Recently we suffered a pandemic of Swine flu due to H1N1 Virus ,previous to it an Avian flu but now our Capital is adding a new Pandemic to world as  threat of NDM-1 Bacteria,originating from New Delhi, Called New Delhi Metallo-beta-Lactamase-1, is a new Superbug identified by the researchers and is resistant to all known antibiotics.  These are not being killed by modern Carbopenams (meropenam) and other Beta Lactamase Inhibitors (Tazobactum,sulbactum,pipercillin) as a result more infection to wounds will come to a normal patients in our hospital and those compromised like diabetics, suffering from cancer, HIV, getting, immunosupressants for transplants, immunological disorders, on steroid, cancer chemotherapy, elderly and childrens.

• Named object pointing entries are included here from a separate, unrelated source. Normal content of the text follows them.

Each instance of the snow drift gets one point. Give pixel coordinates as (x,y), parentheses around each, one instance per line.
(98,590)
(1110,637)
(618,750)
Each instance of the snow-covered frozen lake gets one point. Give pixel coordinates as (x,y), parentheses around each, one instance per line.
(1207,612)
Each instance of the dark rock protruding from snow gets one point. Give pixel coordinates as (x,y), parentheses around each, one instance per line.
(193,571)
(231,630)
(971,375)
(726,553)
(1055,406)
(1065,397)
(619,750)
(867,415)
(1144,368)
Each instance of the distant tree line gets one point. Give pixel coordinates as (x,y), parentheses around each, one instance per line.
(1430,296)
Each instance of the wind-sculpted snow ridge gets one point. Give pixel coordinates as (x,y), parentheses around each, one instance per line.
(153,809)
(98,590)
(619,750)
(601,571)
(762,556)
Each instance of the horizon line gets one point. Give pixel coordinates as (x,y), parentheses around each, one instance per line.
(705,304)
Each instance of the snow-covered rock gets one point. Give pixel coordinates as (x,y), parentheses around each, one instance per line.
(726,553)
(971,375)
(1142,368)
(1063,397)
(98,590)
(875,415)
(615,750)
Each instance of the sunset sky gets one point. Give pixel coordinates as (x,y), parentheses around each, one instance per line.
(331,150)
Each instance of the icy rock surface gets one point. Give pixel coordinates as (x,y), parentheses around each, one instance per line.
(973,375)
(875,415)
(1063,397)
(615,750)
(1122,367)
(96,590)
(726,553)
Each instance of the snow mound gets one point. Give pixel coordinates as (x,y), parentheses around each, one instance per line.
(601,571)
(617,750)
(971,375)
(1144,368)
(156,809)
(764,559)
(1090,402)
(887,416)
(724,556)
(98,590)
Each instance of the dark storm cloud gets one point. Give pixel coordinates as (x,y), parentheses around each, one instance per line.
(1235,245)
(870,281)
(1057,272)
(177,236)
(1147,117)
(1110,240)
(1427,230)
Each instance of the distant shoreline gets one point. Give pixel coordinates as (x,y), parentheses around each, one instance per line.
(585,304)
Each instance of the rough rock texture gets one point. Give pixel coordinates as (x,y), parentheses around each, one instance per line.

Lancet Infectious disease journal reports 50 such cases. Most of them have carried this infection from India, Pakistan and Bangladesh. The superbug NDM-1 is named after the national capital, where a Swedish patient was reportedly infected after undergoing a surgery in 2008. It is much more dangerous than the notorious MRSA infection. MDM-1 is an enzyme produced by certain bacteria, which allows them to neutralize the harmful effects of carbapenem one of the most powerful types of antibiotics. Currently no new types of antibiotics are in the development pipeline that will be effective against it. Enzymes such MDM-1 are produced by strands of DNA which bacteria are known to transfer between one another. Currently E Coli and Klebsiella Pneumoniae are the two bacteria who are host to MDM-1. What makes the superbug more dangerous is its ability to jump across different bacterial species. The superbug has the potential to get copied and transferred between bacteria, allowing it to spread rapidly. If it spreads to an already hard-to-treat bacterial infection, it can turn more dangerous.The current treatment option is to treat them with a cocktail of antibiotics. Most new antibiotics currently under development are effective only against gram positive bacteria like super bug MRSA. Unfortunately, bacteria that carry the NDM-1 enzymes are gram negative.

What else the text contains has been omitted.